Il fait une pause, se recule d’un pas et me regarde de haut en bas. Il me scanne ? Je t’en prie Androïde, scanne-moi ! Tu ne veux pas non plus que j’étale mes composants par terre et que je te transfère mon programme ? Il est d’usage de faire une requête à mon propriétaire avant un scanner. Je ne manquerais pas de lui rapporter. J’entends un grésillement s’élever des hauts parleurs de l’importun, je le dépasse brusquement pour le couper.

— J’ai plus important à faire.

Je dois annoncer aux humains qu’ils sont sauvés. Mes récepteurs sont tournés vers l’accès au tube. Quand je reviendrais à la surface, je serai un héros. 340 mètres me sépare de mon destin. J’entends alors l'androïde de sociabilisation derrière moi. Il me suit ? J'accélère le pas. Ah non. Je ne peux toujours pas. Je suis toujours lent. Atrocement lent. Si lent que j’ai pu compter chaque brique de chaque immeuble séparant le laboratoire au tube.

— Tu as quoi de si important à faire ?

Diantre ! Il ne cesse donc jamais ? Pourquoi j’ai dit diantre ? C’est quoi ce filtre à obscénité si pondéré ? J’aimerais bien lui balancer un “nique ton créateur”.

— Moi aussi je veux faire des choses importantes B !
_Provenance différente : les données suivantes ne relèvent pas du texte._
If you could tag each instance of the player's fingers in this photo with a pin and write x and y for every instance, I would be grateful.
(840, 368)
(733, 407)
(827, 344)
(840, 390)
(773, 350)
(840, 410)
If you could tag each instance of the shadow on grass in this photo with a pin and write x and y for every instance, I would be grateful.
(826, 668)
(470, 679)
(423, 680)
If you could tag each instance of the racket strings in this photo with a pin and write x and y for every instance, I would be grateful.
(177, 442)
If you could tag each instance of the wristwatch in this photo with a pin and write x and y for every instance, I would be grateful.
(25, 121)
Et moi, je veux accélérer. On a pas toujours ce qu’on veut. Je fouille tout de même dans mon code, dans chacun de mes processeurs, chaque octet, il y a bien une manière de courir. Allez marche plus vite B18 ! Tu peux le faire !

— Pourquoi tu cours B ?

Je cours ? Sacrebleu je cours ! Je regarde mes jambes s’activer. Comment est-ce possible ? Pourquoi mon créateur aurait-il planqué la fonction course si loin ? Plus tard les questions B18, tu viens de dépasser l’accès au tube. Je dérape en faisant demi-tour et me jette dans l’accès souterrain emporté par ma vitesse. Ca suffit, jambes ! La capsule entame sa descente tandis que je réunis mes circuits. J’en reviens pas, j’ai couru et j’ai sauvé l’humanité, tout ça dans la même journée. Je sens une immense satisfaction m’envahir. C’est si agréable. Un avant-goût de la liberté qui m’attend. La capsule freine dans un crissement assourdissant, ca manque de WD40 par là. J’aimerais bien pouvoir sourire à mes propres blagues. Je jette un oeil à mes jambes, elles semblent calmes. Parfait ! Je n’ai pas envie de passer pour un hurluberlu auprès des humains.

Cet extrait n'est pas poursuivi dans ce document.